This morning I went to Discovery Park for a volunteer service project. I make regular use of this HUGE water-front park (larger than some state parks I’ve been in) so it seemed like an excellent way to spend the morning giving back. REI sponsored the vent and provided copious snacks and drinks, so much so that I kind of regretted showing up fully fed and fully caffeinated. It was just above freezing at 10am with some frost on the ground, but the sky was clear and the sun was bright. With temperatures rising, the Olympic Mountains across the Puget Sound were gleaming down on us with crystal clarity. About 30ish other volunteers were on hand, from across the spectrum.
On the official agenda was removal of invasive species, mulching of previously planted natives, general site maintenance and planting of native species. I grabbed a shovel & work gloves and prepared to channel my inner Druid (Dagmar, Everquest I, still the greatest). Park employees and naturalists were on hand for a basic overview of the plants we’d be handling; Snowberries, Oregon Grape, and native Wild Roses and a couple other special guests (later).
Apparently the Snowberries are favorites with the parents and kids and Wild Roses appealed to the traditional gardeners. The Oregon Grape, however, is the large, wild variety, not the small, modest, ground crawling one found in landscaping. This is the 5 meter monster which gardeners fear taking hold in their yards (as one informed me when I showed an interest in them). It has thorny leaves and also requires the largest hole of all the plants present today. Because of all of this, it was the “last kid” picked of the batch. Naturally, I knew it was the one for me.
Some folks worked in small teams or pairs, but I was fine alone. After the first 4-5 plantings, I no longer needed a jacket and found a long-sleeved sweat shirt to be plenty warm. I had a couple great chats with nearby folks and park naturalists about Pine Blight, American Chestnuts and so forth; some really great, knowledgeable folks.
After planting my first 8 Oregon Grapes, I was moved over to another spot for my final 4 Oregon Grapes (for a grand total of 12, probably close to half the ones in our location). I gained a younger helper of sorts, who was in charge of returning my empty planting buckets, making sure I did not chop any worms in half or uproot any mushrooms and also inspecting upturned rocks to make sure they weren’t artifacts (one actually was a old, letter-stamped brick from the area’s military days).
I switched to Wild Roses for a while, but honestly, “Team Rose” was very impressive and I only got 5 of these into the ground before we were finished with them.

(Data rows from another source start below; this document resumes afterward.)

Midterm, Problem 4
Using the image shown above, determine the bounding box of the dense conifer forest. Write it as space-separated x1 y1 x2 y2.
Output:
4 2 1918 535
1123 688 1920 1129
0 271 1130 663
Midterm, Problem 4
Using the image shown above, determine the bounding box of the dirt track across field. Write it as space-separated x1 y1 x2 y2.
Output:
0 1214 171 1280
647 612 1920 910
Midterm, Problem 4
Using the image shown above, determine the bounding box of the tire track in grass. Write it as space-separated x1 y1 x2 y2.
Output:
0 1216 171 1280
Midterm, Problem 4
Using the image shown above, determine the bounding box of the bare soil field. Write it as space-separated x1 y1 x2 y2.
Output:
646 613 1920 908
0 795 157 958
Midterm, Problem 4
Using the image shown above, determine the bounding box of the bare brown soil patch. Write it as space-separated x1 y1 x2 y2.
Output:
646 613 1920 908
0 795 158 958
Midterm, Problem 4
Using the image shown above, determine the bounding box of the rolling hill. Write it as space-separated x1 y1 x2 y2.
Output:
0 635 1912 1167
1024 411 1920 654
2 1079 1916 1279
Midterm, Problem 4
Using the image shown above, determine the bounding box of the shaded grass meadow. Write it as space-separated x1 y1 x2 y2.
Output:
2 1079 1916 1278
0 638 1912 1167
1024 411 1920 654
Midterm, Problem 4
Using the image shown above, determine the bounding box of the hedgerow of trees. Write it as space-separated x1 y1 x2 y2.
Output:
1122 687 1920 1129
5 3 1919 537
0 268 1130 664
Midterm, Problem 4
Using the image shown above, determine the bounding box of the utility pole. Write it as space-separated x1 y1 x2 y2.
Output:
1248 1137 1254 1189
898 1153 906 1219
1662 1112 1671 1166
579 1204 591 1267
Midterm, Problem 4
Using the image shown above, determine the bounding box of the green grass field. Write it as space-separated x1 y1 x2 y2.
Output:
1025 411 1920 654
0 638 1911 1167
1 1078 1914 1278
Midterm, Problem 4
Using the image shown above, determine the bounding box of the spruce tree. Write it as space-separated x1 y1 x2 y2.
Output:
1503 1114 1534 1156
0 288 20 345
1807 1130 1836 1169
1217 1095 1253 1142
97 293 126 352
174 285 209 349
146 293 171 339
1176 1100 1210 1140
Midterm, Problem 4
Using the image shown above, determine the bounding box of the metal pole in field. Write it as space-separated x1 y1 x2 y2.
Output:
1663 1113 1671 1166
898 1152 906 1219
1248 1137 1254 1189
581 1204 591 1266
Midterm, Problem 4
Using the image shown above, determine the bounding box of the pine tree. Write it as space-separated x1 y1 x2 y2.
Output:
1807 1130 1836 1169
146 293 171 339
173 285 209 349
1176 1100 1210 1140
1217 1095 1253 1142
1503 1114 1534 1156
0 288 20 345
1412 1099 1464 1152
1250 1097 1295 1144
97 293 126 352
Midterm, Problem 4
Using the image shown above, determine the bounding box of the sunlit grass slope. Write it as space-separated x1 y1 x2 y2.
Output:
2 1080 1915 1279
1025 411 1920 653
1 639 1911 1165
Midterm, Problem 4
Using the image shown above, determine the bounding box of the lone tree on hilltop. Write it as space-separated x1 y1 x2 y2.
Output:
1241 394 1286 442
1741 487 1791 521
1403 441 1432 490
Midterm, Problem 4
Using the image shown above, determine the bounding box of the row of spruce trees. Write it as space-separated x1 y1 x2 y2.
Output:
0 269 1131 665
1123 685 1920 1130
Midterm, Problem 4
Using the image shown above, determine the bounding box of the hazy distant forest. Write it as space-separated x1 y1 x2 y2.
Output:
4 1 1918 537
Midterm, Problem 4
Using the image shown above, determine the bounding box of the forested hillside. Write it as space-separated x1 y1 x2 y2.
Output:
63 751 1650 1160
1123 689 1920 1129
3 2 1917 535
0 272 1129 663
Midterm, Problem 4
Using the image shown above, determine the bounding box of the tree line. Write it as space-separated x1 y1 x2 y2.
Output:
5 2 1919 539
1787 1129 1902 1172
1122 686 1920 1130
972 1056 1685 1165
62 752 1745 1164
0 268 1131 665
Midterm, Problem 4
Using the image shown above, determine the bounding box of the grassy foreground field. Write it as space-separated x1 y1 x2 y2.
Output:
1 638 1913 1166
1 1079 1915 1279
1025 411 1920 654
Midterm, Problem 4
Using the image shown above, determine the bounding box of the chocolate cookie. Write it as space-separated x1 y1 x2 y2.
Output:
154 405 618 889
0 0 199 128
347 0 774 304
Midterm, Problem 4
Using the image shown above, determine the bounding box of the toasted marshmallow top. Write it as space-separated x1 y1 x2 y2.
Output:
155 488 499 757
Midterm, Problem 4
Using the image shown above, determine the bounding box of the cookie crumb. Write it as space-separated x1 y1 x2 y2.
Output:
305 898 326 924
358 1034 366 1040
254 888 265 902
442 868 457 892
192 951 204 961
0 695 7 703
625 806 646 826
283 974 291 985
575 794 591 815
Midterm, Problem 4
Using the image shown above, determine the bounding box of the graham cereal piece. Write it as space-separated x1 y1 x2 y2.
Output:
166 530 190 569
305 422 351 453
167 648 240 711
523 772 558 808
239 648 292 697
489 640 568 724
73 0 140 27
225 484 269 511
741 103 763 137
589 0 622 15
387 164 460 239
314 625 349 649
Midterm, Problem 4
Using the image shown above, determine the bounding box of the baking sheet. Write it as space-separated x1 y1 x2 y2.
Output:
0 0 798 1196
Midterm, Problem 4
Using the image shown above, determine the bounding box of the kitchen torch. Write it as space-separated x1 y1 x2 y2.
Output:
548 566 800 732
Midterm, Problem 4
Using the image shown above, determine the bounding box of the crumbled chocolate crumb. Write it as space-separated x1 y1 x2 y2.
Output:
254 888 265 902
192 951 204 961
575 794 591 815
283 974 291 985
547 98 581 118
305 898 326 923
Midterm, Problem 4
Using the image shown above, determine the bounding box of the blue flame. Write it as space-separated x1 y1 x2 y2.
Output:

I was about to hand in my shovel, when one of the Park employees pointed out some of the “special” plants that hadn’t been part of the intial planting effort. I had no idea Hazel was native to the Pacific Northwest but apparently there is indeed a native species. Being a huge lifetime fan of Nutella, I was delighted and eagerly set to work putting 4 of these wonderful trees to ground.
Home, shower, more coffee and a hearty lunch. A good way to spend the morning.